The engine can solve backwards:

Minimum Spread

"What is the lowest spread the bank will accept?"

Given a target RAROC (e.g., 12%), the solver finds the exact spread that achieves it. Uses Brent's root-finding method.

Minimum Collateral (GRR)

"How much collateral do I need to make this deal work?"

Given a target RAROC, the solver finds the minimum guarantee recovery rate needed.


12. Bank Comparison

Different banks have different: - Cost-to-income ratios (40-76%) -- operational efficiency - Tax rates (22-34%) -- jurisdiction and structure - Funding costs (10-25bp) -- credit quality and deposit base - LGD estimates (14-46%) -- internal model calibration (A-IRB banks)

This means the same deal yields different RAROC values at different banks. A EUR 25M BBB+ loan might show RAROC of 12.3% at HSBC but only 8.5% at Deutsche Bank -- explaining the 55bp spread difference.

The engine uses actual parameters from each bank's Pillar 3 CR6 regulatory disclosures to make these comparisons real, not theoretical.


13. IRB Approaches

Banks use different regulatory approaches for their corporate portfolios:

ApproachPD SourceLGD SourceBanks
A-IRB (Advanced)Bank's internal modelBank's internal modelMost large European & US banks
F-IRB (Foundation)Bank's internal modelRegulatory fixed (45% unsecured)Some banks, Chinese banks
MixedVaries by portfolio segmentVariesBanks transitioning or with multiple portfolios
In the engine, the LGD values for each bank already reflect their actual approach -- A-IRB banks show their internal LGD estimates; F-IRB banks show regulatory LGDs.


14. Regulatory References

The formulas implemented follow:

- BIS CRE31 -- IRB approach: risk weight functions (asset correlation, capital requirement) - BIS CRE32 -- IRB approach: risk quantification (PD, LGD, EAD requirements) - BIS d424 -- Basel III standardised approach (output floor risk weights) - CRR3 (EU 2024/1623) -- European implementation of Basel III finalization - S&P Global -- Long-run average corporate default rates (PD calibration)

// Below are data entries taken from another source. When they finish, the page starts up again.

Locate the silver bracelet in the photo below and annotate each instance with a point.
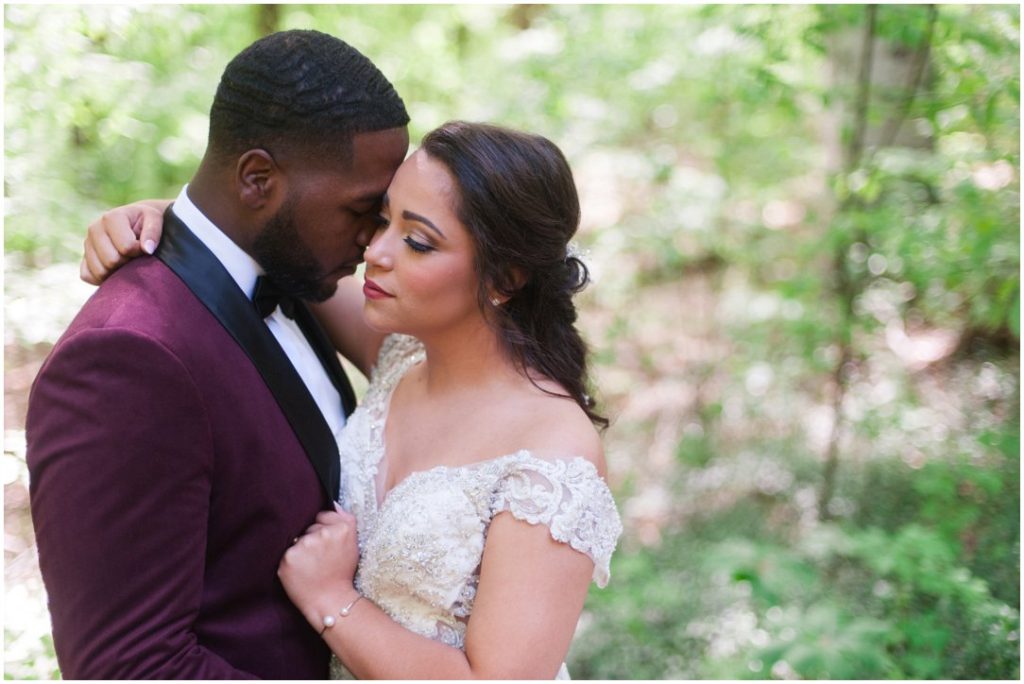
(329, 621)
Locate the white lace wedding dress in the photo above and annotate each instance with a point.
(421, 547)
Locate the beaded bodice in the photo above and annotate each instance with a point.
(421, 546)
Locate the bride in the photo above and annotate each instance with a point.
(473, 507)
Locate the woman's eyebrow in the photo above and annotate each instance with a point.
(413, 216)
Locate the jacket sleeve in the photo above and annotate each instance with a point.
(120, 460)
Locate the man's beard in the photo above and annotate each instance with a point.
(287, 260)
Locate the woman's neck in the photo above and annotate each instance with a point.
(469, 357)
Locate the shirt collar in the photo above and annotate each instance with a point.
(242, 267)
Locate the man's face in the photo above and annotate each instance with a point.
(328, 216)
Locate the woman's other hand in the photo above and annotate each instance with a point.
(121, 234)
(317, 569)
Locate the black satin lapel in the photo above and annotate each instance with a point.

15. Configuration Parameters

ParameterDefaultDescription
Risk-free rate3.25%EUR mid-swap rate
Bank tax rate25%Effective corporate tax rate
Funding cost0bpBank's marginal funding spread
Output floor55%Basel III floor (2026 phase-in)
PD floor5bpMinimum PD (Basel III)
LGD floor (unsecured)25%Minimum LGD without collateral
LGD floor (secured)10%Minimum LGD with receivables/RE
Target RAROC12%Bank's hurdle rate
All parameters are configurable per calculation.